As an Agile Coach, I often see the case that only the development team and the scrum join the retrospective, but not the Product Owner. It is not because of a lack of will. But about the understanding of how to make the most out of it. I also see people think the retrospective is a moment to play, to relax. Below a list of what is the Product Owner’s role in the retrospective:

What will be your Product Owner involvement in the retrospective:

#1. Speak out for good, the bad, and the future.

Speak out for the bad. There are things you, as a Product Owner, want the team to do differently, you think the team can have a higher velocity, a better quality of deliverables, or there might be things that bother you. Raise your concerns openly. There is incomplete work. The team doesn’t go the extra mile you expect them to go. You see mismanagement of situations or things that can be better. These are precisely the topics to raise during the retrospective as a PO.

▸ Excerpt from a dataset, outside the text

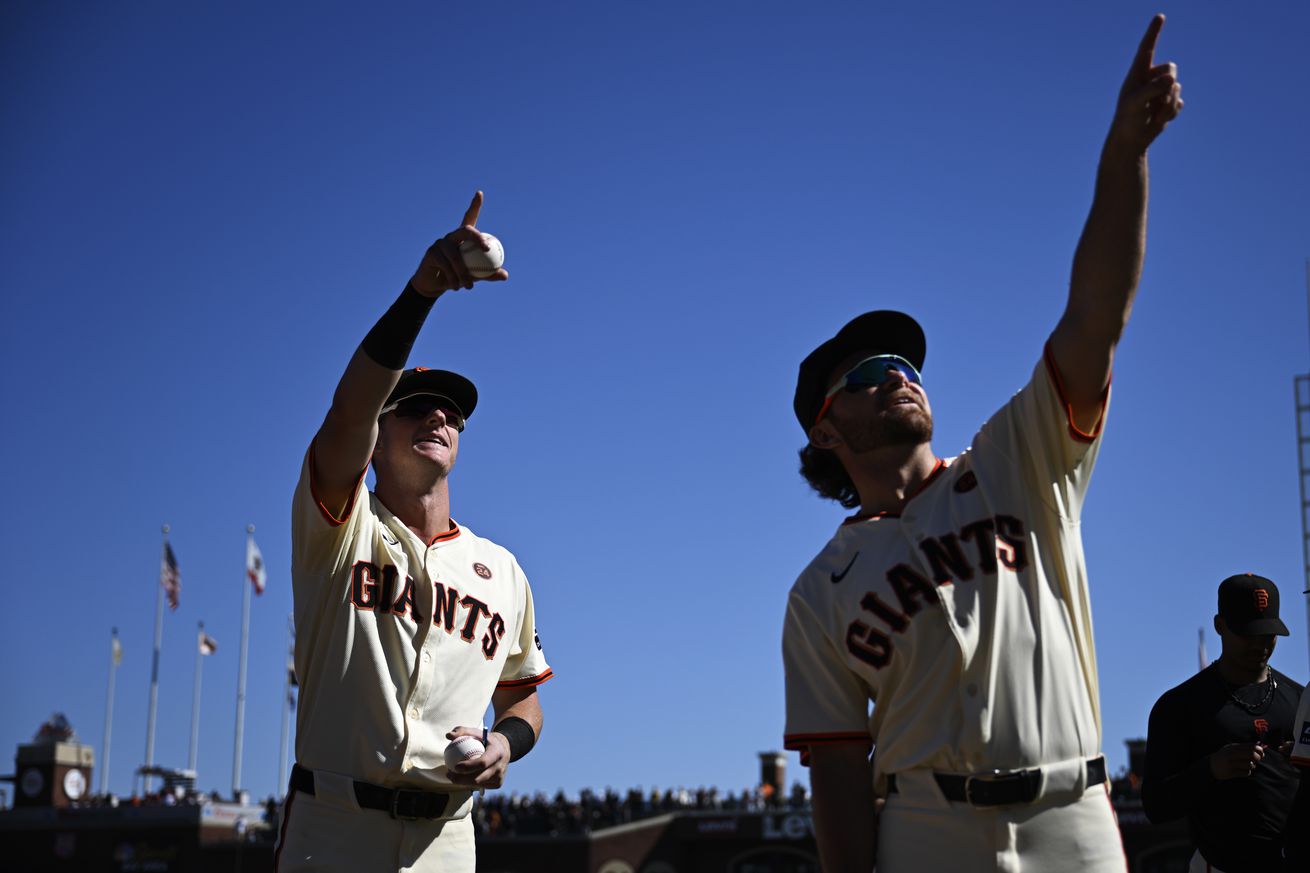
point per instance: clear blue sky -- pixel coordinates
(202, 211)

Share the customer’s voice. You are the face of the customer for the rest of the team. They want to know how the market perceives the product they develop. Is it appreciated? Is it up to the customer expectations? It is the feedback the team is expecting from the product owner, and the retrospective is an excellent place to give it.

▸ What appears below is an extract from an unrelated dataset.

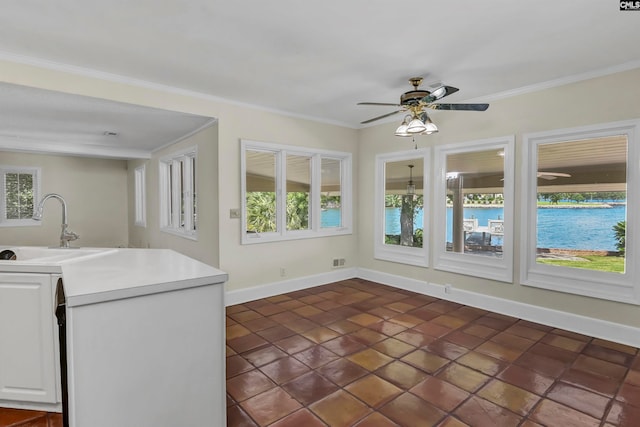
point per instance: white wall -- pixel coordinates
(600, 100)
(95, 193)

Communicate the future: what you want to happen, how do you envision working together, what are your expectations from the team, what you want the team to try, how you see the future.

Sharing after each sprint helps to give practical examples of things that just happen and that are fresh in everyone’s mind.

#2. Learn about the teammates’ life, what their challenges are, about the technical issues, what slows them down, what makes them faster, understand what’s happening during the sprint. Everything that your scrum team colleagues experience affects you. Learning about them will help you to understand them and find a solution together. There are a few things you can learn from retrospectives: the human side of your scrum team, the technical issues, the decisions they take every day, and that matters, the team’s understanding of the product.

The human part helps you to deliver better products. It is scientifically proven (you can check Gallups studies and the book — It’s the manager) people work for other people and not for products or companies. If, as a Product Owner, you have a good relation with your scrum team, they will go further beyond and deliver an outstanding product.

The technical challenges the team is facing are the most dangerous ones. They seem to be the PO problem very often, but they affect the outcome as a whole: functionalities, scalability, maintenance, roadmap, everything. For example, the team has issues with deployments. At first glance, from the business perspective, there is not much you can do about it. But when you go deeper into the issue, and you learn there is a technical work that the team does to enable certain business functionalities. You also learn that from an agile perspective, these care called enablers and are very important to foresee them ahead. And to go even further, with it, you realize that sharing the technical part beyond the business functionalities brings trust in your customers.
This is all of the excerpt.